A simple hand-coded script parser

Rate me:
Please Sign up or sign in to vote.
4.41/5 (11 votes)
30 Nov 20049 min read 112.7K   2.7K   53   22
A simple script parser and engine to demonstrate coding a parser, and recursive descent statement evaluation.

Introduction

This is the third parser I have written, and it sucks somewhat less than the first two. The goal of this one was an easily expandable parser that would be easy to understand by other programmers, and would be easy to embed into other projects. I also wanted it to be simple enough for an intermediate programmer to understand how the code works. I’ve been partially successful.

It still isn’t that easy to add more operators or built in functions, but the code is quite a bit more transparent than my previous efforts. Why would I want to do this when there are very good parsers out there, and tools for generating C code for parsers given a description of a language? Those tools are often a bit much for someone just getting started with writing a parser to work with. This code is small enough to see how a simple parser works, yet has enough features to demand a better design than a very simple parser. It is suitable for students to study how a parser can be put together.

Features

  • User defined functions
  • Supports recursion and nested calls of user defined functions
  • Global and local variables
  • Rich set of operators
  • Must declare all variables
  • Generates simple byte code.
  • Small, easy to insert into existing projects.

Deficiencies

  • No headers – cannot call a function defined later in the script. A function can call itself.
  • Cannot call a function in complex statements. Function values can be assigned to variables, but must be the only term of the statement, e.g.: y=foo{}; is OK, y=x + foo{}; is not OK.
  • Uses a simple recursive descent method to evaluate statements. This makes it easy to see how this part of the parser works, but it generates inefficient byte code. Having the parser generate reverse Polish statements would have made the engine more efficient and flexible.
  • Arrays limited to one dimension.
  • Functions limited to 20 parameters.
  • Functions cannot have array parameters

Notes on the Parser and Engine

This is a one pass parser. It reads the whole script text into memory and parses it from beginning to end in one pass.
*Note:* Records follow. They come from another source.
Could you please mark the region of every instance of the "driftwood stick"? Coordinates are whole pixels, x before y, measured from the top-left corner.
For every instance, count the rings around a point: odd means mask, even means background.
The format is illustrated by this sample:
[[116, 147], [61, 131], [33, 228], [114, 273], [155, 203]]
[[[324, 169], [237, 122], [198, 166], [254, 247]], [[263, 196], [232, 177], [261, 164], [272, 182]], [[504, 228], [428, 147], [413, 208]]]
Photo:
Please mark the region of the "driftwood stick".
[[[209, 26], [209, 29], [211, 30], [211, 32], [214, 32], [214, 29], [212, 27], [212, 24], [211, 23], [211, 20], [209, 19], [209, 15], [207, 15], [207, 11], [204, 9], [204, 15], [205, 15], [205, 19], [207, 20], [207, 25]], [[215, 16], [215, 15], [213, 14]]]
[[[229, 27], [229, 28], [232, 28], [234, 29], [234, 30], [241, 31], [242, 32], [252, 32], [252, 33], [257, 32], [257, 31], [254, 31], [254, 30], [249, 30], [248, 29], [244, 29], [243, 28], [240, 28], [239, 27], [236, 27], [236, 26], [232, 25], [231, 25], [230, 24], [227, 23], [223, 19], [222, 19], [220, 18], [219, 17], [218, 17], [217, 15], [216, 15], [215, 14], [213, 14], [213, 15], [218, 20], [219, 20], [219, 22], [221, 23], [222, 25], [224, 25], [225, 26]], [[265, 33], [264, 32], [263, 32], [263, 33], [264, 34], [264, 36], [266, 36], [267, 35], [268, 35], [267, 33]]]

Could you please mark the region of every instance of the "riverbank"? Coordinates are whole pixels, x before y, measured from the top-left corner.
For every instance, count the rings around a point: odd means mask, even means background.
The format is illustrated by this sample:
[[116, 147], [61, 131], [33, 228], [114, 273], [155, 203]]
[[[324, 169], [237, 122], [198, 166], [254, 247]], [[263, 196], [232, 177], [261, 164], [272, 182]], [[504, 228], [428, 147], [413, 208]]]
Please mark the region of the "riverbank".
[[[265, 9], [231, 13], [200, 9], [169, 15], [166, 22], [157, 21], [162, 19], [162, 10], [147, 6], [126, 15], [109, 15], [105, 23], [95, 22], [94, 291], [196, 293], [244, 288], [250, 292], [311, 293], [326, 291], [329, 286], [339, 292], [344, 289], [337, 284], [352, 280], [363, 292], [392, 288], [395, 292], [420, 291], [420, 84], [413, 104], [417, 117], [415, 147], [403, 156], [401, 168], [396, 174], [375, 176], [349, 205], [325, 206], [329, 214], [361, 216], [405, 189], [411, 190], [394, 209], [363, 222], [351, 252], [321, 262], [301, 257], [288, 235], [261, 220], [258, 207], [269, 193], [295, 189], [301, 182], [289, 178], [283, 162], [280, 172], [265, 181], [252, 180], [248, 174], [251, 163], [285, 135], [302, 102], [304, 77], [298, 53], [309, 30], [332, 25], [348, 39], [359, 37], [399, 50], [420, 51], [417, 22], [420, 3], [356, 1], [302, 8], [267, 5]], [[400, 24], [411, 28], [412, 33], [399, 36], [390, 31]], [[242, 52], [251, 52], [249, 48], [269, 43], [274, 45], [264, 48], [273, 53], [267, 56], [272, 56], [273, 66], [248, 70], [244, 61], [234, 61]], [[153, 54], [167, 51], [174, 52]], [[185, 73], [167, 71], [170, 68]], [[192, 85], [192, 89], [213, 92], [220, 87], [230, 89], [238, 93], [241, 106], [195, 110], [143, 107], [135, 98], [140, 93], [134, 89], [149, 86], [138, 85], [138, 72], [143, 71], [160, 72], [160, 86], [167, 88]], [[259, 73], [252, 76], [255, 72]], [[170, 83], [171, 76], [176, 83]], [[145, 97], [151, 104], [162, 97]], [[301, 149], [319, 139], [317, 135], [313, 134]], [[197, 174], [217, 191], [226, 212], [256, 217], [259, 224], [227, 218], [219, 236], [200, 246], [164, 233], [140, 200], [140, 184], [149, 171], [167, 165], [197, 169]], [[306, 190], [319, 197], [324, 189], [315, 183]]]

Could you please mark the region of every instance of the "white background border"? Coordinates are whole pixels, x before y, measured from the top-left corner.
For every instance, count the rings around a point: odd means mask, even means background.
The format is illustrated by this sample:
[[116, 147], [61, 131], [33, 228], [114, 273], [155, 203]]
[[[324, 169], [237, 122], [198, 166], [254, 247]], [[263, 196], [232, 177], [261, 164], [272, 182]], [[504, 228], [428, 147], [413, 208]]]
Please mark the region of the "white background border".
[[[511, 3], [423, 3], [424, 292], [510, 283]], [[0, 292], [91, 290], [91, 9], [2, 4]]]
There is one extra pass to process the directives before the main parser pass. Except for comments, white-space is ignored.

The parser reads in one ‘token’ at a time. A token is one valid piece of text, for example, "int", "+", "==", a variable name, or a literal value. The parser is hard-coded to check syntax. For example, if it encounters a literal string that is an integer, it expects an assignment to follow it. This logic is hard-coded, not driven by a description of the language.

Parsing Variables

When variables are declared, their type, name, and location are saved. When variables are later encountered in statements, the parser generates code that uses the variables type and location to get or set its value.

Global variables start at the beginning of the byte stream and simply get added as more global variables are declared. In the byte code, a global variable will be a byte indicating the type (int, float, etc…) followed by an integer that is the variable's offset from the start of the byte code.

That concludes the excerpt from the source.